Everyone claims to be hard working, diligent, and a team player (who also works well individually) so that isn’t going to help you stand out. Tell us about your interests. Think of your Twitter or Instagram bio, what does it say about you? Are you a whiskey connoisseur who races motorbikes at the weekend? That’s what we want to know!
And, of course, a cardinal rule that must not be broken: when typing a CV, no comic sans.
Can you give one piece of advice you know now which you wish you had known when you started?
This is going to sound obvious, but be yourself. I think people tend to display a version of themselves that they think needs to be shown when they start a new job, there is no need for that here at giffgaff. We hired you for your personality, even your weird and wonderful traits!
What makes giffgaff stand out in the financial industry compared to similar companies?

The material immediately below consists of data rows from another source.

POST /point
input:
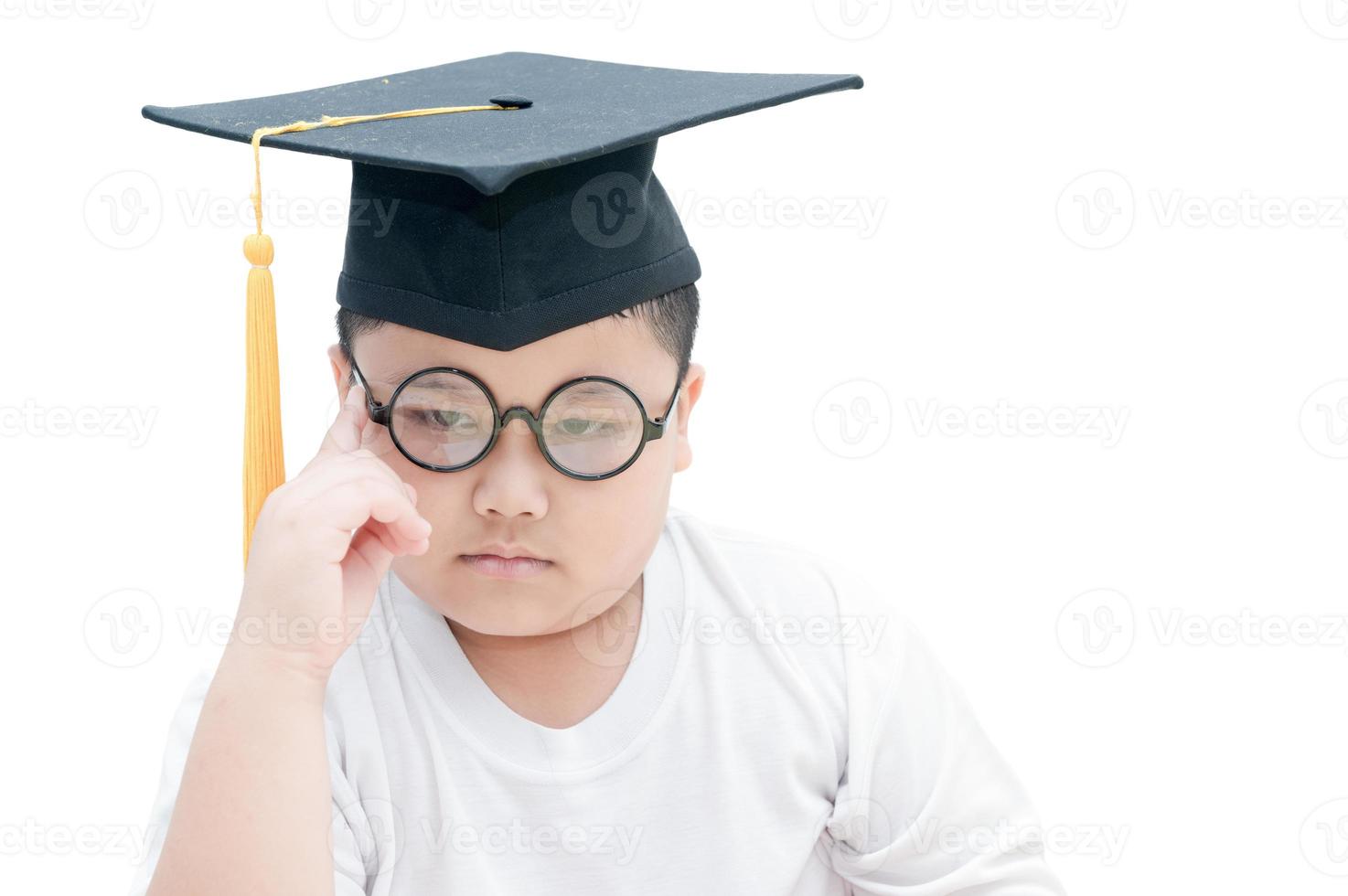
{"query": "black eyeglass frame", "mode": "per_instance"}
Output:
(381, 414)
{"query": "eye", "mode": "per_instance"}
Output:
(445, 420)
(580, 426)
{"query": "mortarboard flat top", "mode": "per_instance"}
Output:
(582, 108)
(507, 225)
(497, 225)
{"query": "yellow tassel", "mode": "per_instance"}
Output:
(264, 463)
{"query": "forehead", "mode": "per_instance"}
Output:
(623, 349)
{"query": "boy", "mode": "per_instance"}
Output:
(520, 667)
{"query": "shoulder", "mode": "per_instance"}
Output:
(779, 574)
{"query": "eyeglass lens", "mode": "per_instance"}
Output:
(445, 420)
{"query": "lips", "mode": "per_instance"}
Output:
(497, 566)
(508, 551)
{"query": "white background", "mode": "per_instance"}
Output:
(1034, 210)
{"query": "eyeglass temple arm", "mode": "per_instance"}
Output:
(378, 412)
(656, 429)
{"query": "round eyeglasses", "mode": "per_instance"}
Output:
(445, 420)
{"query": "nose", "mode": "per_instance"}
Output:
(514, 475)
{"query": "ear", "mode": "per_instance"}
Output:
(688, 397)
(341, 371)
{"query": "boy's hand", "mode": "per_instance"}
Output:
(320, 548)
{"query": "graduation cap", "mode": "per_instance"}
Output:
(515, 192)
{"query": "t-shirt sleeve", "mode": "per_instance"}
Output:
(926, 805)
(348, 861)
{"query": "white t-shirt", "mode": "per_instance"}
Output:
(782, 728)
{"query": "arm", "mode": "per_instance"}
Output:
(253, 807)
(255, 804)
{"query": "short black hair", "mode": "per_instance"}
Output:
(671, 318)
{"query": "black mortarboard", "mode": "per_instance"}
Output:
(532, 212)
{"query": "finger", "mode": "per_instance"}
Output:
(343, 468)
(344, 435)
(349, 504)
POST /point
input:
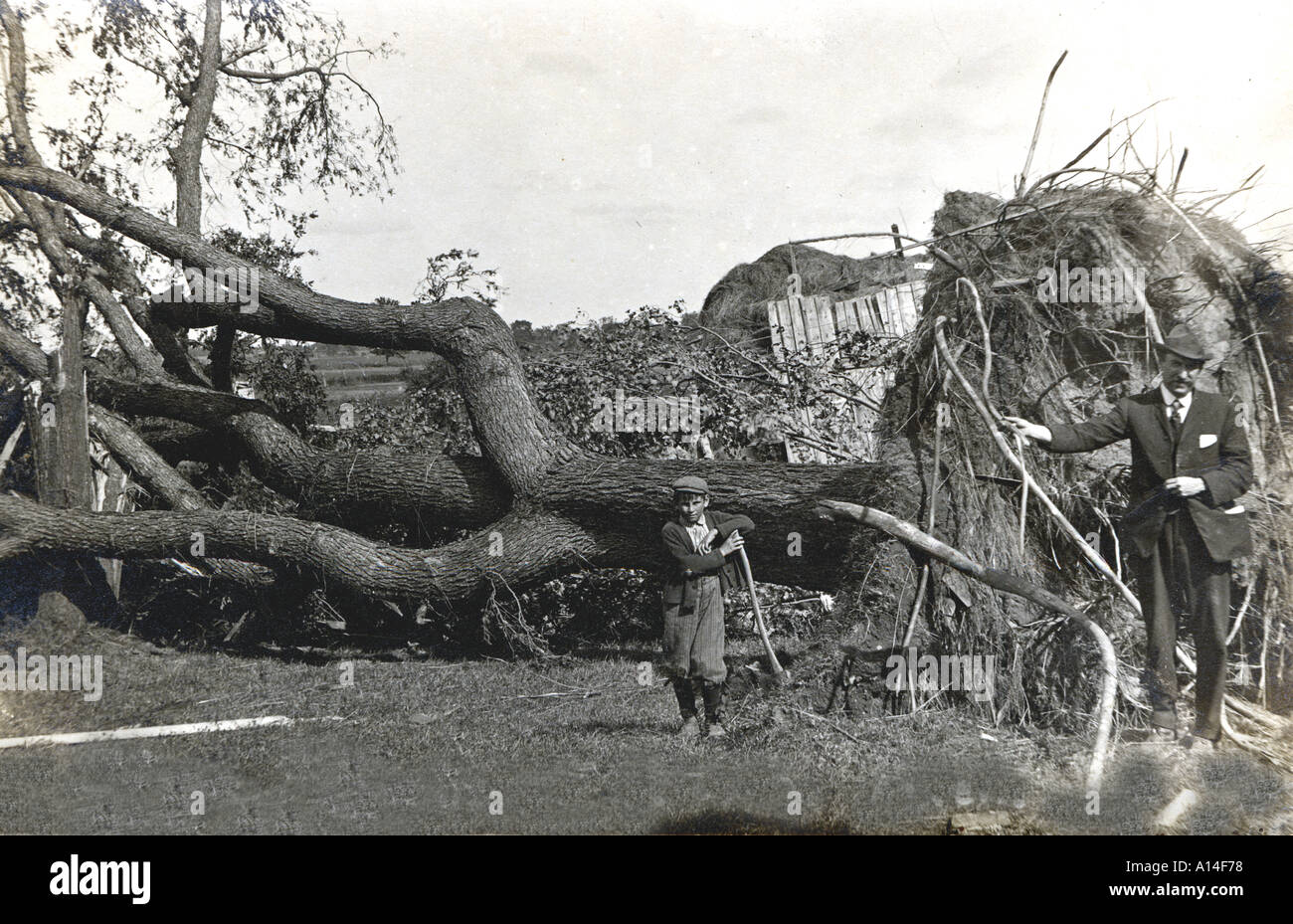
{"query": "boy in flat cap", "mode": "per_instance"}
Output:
(698, 542)
(1190, 462)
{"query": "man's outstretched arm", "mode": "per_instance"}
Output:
(1090, 435)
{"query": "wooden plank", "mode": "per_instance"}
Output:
(797, 324)
(776, 326)
(827, 320)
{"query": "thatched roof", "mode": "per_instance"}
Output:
(1067, 361)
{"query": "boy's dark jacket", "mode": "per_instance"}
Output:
(685, 566)
(1211, 446)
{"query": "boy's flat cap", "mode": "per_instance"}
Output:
(690, 483)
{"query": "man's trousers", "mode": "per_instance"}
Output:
(1181, 579)
(694, 636)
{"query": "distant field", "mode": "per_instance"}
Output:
(366, 375)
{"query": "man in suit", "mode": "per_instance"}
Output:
(1190, 462)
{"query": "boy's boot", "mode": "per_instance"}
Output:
(714, 713)
(685, 693)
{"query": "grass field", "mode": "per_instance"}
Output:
(573, 746)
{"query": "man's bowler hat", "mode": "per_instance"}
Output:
(1185, 344)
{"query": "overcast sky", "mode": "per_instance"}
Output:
(606, 156)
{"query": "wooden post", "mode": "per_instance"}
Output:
(59, 423)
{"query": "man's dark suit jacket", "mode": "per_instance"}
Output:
(685, 566)
(1211, 446)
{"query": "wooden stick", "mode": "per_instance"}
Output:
(1037, 128)
(1069, 530)
(1008, 583)
(158, 730)
(11, 444)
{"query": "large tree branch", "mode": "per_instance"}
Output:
(515, 552)
(432, 491)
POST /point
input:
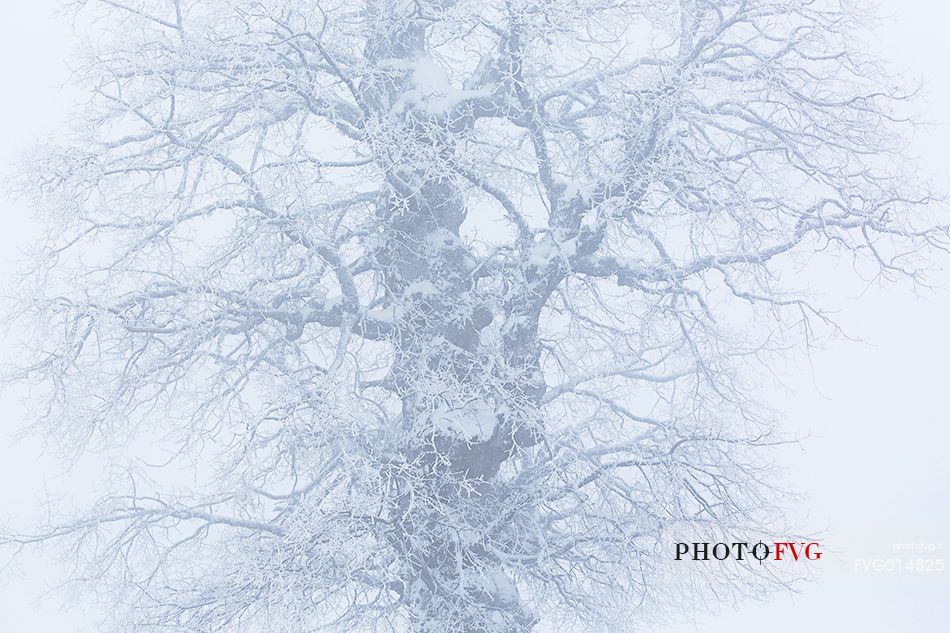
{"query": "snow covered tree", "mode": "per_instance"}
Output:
(440, 316)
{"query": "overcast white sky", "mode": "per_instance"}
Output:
(876, 469)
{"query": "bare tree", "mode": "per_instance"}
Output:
(446, 309)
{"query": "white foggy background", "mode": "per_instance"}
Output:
(875, 469)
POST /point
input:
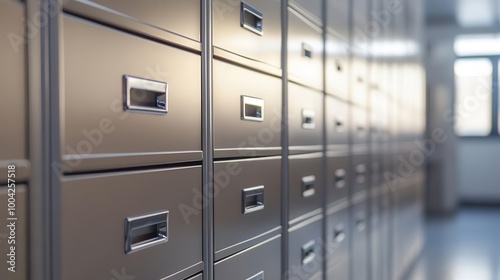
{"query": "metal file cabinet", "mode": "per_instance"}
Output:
(305, 250)
(359, 172)
(250, 29)
(127, 101)
(260, 262)
(359, 230)
(305, 119)
(305, 189)
(163, 15)
(247, 203)
(247, 112)
(148, 222)
(337, 124)
(16, 236)
(337, 66)
(338, 238)
(13, 88)
(338, 17)
(337, 168)
(305, 50)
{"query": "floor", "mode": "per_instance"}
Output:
(463, 247)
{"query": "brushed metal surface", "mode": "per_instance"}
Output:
(229, 35)
(359, 254)
(163, 15)
(20, 234)
(302, 99)
(299, 167)
(305, 36)
(93, 212)
(232, 226)
(13, 85)
(95, 126)
(337, 122)
(338, 253)
(338, 186)
(264, 257)
(234, 137)
(312, 233)
(337, 66)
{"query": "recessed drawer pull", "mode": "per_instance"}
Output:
(252, 19)
(252, 109)
(308, 119)
(145, 95)
(145, 231)
(253, 199)
(308, 252)
(308, 186)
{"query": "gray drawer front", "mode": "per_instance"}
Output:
(305, 251)
(163, 15)
(13, 113)
(337, 66)
(338, 17)
(237, 137)
(338, 178)
(264, 258)
(359, 126)
(94, 210)
(229, 33)
(305, 184)
(98, 132)
(359, 172)
(233, 179)
(20, 231)
(359, 226)
(337, 122)
(305, 51)
(338, 235)
(305, 118)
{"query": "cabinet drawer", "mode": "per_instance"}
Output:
(181, 17)
(305, 51)
(259, 262)
(305, 119)
(247, 203)
(305, 185)
(15, 234)
(247, 112)
(250, 29)
(127, 101)
(137, 220)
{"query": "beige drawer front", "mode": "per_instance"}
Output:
(113, 121)
(111, 222)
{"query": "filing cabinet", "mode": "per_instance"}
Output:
(359, 229)
(359, 173)
(13, 88)
(305, 51)
(259, 262)
(306, 245)
(148, 222)
(247, 203)
(338, 238)
(247, 112)
(337, 68)
(127, 101)
(305, 119)
(337, 124)
(14, 235)
(306, 188)
(162, 15)
(338, 184)
(250, 29)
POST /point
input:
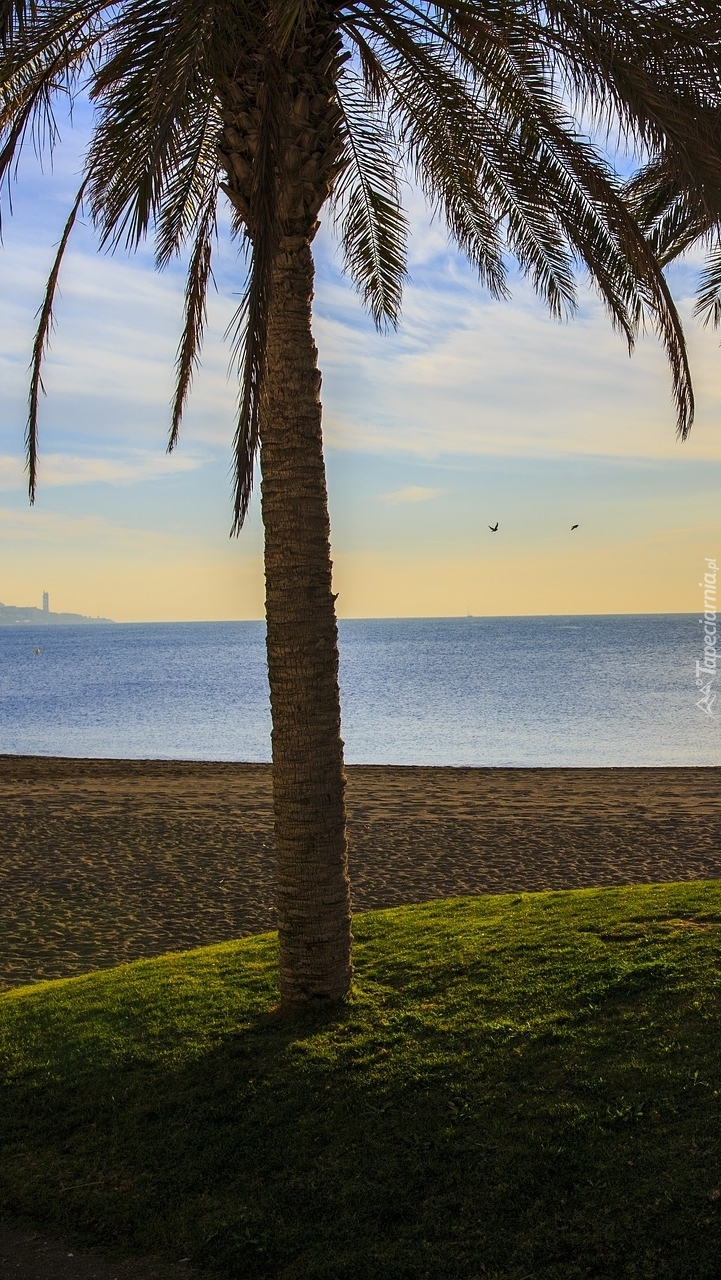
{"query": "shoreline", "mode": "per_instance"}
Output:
(109, 860)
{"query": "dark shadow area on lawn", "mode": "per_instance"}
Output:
(314, 1151)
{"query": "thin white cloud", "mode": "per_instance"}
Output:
(62, 469)
(411, 493)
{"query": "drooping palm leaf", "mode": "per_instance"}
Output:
(40, 343)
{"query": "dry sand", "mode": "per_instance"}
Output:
(106, 860)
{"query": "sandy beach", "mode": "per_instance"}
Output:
(103, 862)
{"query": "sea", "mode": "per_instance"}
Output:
(610, 690)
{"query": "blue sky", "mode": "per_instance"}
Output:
(473, 412)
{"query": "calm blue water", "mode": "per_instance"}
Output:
(518, 691)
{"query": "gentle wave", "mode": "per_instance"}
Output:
(464, 691)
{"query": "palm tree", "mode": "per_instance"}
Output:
(287, 105)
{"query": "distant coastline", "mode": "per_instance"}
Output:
(23, 616)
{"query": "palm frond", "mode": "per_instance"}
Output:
(366, 205)
(40, 344)
(150, 92)
(195, 316)
(251, 320)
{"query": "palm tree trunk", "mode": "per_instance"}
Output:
(314, 915)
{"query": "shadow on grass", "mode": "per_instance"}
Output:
(524, 1114)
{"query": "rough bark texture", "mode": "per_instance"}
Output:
(314, 914)
(279, 149)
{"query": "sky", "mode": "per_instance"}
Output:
(473, 412)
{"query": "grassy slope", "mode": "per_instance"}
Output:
(523, 1087)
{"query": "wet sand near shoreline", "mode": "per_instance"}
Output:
(103, 862)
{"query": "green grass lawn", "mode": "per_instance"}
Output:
(521, 1087)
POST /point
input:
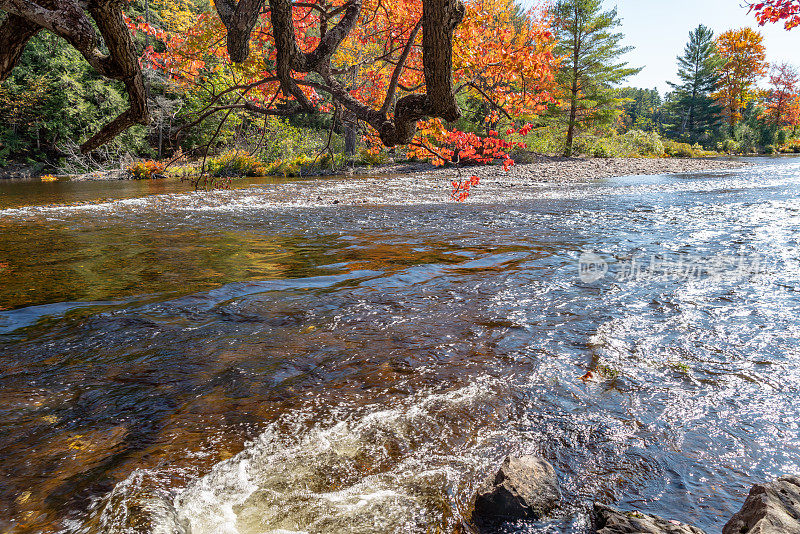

I think it’s our community approach that has been so successful and makes us stand out. For years I think there has been a feeling that the financial industry has been unfair on a large number of people, with payday loan companies charging high interest rates to those desperately in need.
We’re taking the principles that helped giffgaff revolutionise the mobile industry and doing the same to the financial world. We’re about shaking up the way people think about their finances and building a genuine community platform to enable people peer-to-peer conversations on all things money, as well as providing cutting edge products.
How is your workplace culture (brand image) reflected in your recruitment?
We take a very informal approach to recruitment here, compared to most. First rule: no suits.
We don’t have a set interview process here, we let hiring managers roll with what they want to do. For example, the software team like to have a game of pool at the start of the interview to help get to know candidates better, whereas the Business Intelligence team like to take some candidates to the pub for a drink at the end of an interview, to see how they’d fit into the team.
Finally, all our interviews are very much two-way conversations. It’s as much about you finding out what you need to decide if this is the right place to work as it is us assessing you, no matter how trivial some things may seem. If it’s important to you that there is milk in the coffee machine at 4pm on a Friday, ask about it!
What can people do in their spare time to make themselves more employable?
Show a passion for your career. If you’re a software developer, we like to see people who live it! Working on projects on GitHub or building apps for fun – this display of passion will put you above the rest in our eyes.
What are definite mistakes others can learn from for future interviews?
Know your CV. There is nothing worse than someone who has embellished their CV and forgotten what they’ve written. Also, always prepare questions for us at the end! You don’t want an awkward silence after an interviewer asks “have you got any questions for us?” It shows you’re either not passionate or not interested in our company and you won’t be getting an invite back for a second interview. Finally, I’d say don’t complain about your current or previous employer. You may have genuine reasons for your feelings towards them, but displaying them in an interview shows us that you hold grudges and may not be a team player. If you’re asked why you’re leaving, handle it with class!
What is the worst thing someone has ever done during an interview?
Wow, good question. I think the worst thing I’ve witnessed so far is someone answering a phone during an interview. This is fine for an emergency, of course, but when he came back into the room and we asked if he needed to leave, he replied with “Nah, carry on. It was just my mate.” Unbelievable! Safe to say, he didn’t get hired.